As we've seen in the last couple of articles, compression and deduplication can significantly increase the storage efficiency of data. However, the actual space savings often can and will vary dramatically depending on the specific attributes of the data itself.

 

The following table illustrates the relationship between the effective to usable and effective to raw ratios for the three drive configurations that the F810 chassis is available in (3.8 TB. 7.6 TB, and 15.4 TB SSDs):


inline-dedupe3_1.png


Let's take a look at descriptions for the various OneFS reporting metrics, such as those returned by the ‘isi statistics data-reduction’ command described in the previous blog article. The following attempts, where appropriate, to equate the Isilon nomenclature with more general industry terminology:


inline-dedupe3_2.png


The interrelation of the data capacity metrics described above can be illustrated in as such:

 

inline-dedupe3_3.png

 

The preprotected physical (usable) value is derived by subtracting the protection overhead from the protected physical (raw) metric. Similarly, the difference in size between preprotected physical (usable) and logical data (effective) is the efficiency savings. If OneFS SmartDedupe is also licensed and running on the cluster, this data reduction savings value will reflect a combination of compression, in-line deduplication and post-process deduplication savings.

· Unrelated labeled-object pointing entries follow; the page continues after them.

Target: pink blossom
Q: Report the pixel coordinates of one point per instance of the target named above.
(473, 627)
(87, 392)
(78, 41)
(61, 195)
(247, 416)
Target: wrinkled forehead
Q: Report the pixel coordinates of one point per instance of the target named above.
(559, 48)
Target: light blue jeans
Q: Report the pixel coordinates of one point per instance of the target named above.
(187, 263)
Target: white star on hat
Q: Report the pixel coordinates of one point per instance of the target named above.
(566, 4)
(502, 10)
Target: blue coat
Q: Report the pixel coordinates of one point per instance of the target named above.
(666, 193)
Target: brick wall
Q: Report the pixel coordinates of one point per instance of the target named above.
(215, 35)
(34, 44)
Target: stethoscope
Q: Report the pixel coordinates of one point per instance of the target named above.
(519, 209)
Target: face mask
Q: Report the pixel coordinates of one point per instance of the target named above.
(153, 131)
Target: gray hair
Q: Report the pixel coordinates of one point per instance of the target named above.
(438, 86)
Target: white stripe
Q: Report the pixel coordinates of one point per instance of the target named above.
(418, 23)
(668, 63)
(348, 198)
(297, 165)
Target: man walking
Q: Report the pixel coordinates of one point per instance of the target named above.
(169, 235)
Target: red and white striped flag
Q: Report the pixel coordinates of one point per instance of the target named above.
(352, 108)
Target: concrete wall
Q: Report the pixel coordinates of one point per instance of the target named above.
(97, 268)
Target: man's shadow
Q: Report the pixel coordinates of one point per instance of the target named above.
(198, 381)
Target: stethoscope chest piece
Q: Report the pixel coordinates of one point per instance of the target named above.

As with most things in life, data efficiency is a compromise. To gain increased levels of storage efficiency, additional cluster resources (CPU, memory and disk IO) are utilized to execute the compressing and deduping and re-inflating of files. As such, the following factors can affect the performance of in-line data reduction and the I/O performance of compressed and deduplicated pools:


  • Application and the type of dataset being used
  • Data access pattern (for example, sequential versus random access, the size of the I/O)
  • Compressibility and duplicity of the data
  • Amount of total data
  • Average file size
  • Nature of the data layout
  • Hardware platform: the amount of CPU, RAM, and type of storage in the system
  • Amount of load on the system
  • Level of protection


Clearly, hardware offload compression will perform considerably better, both in terms of speed and efficiency, than the software fallback option – both on F810 nodes where the hardware compression engine has been disabled, and on all other nodes types where software data reduction is the only available option.

Another important performance impact consideration with in-line data efficiency is the potential for data fragmentation. After compression or deduplication, files that previously enjoyed contiguous on-disk layout will often have chunks spread across less optimal file system regions. This can lead to slightly increased latencies when accessing these files directly from disk, rather than from cache.


Because in-line data reduction is a data efficiency feature rather than performance enhancing tool, in most cases the consideration will be around cluster impact management. This is from both the client data access performance front and from the data reduction execution perspective, as additional cluster resources are consumed when shrinking and inflating files.


With in-line data reduction enabled on F810 nodes, highly incompressible data sets may experience a small performance penalty. Conversely, for highly compressible and duplicate data there may be a performance boost. Workloads performing small, random operations will likely see a small performance degradation.

Since they reside on the same card, the compression FPGA engine shares PCI-e bandwidth with the node’s backend Ethernet interfaces. In general, there is plenty of bandwidth available. However, a best practice is to run incompressible performance streaming workflows on F810 nodes with in-line data reduction disabled to avoid any potential bandwidth limits. In general, rehydration requires considerably less overhead than compression.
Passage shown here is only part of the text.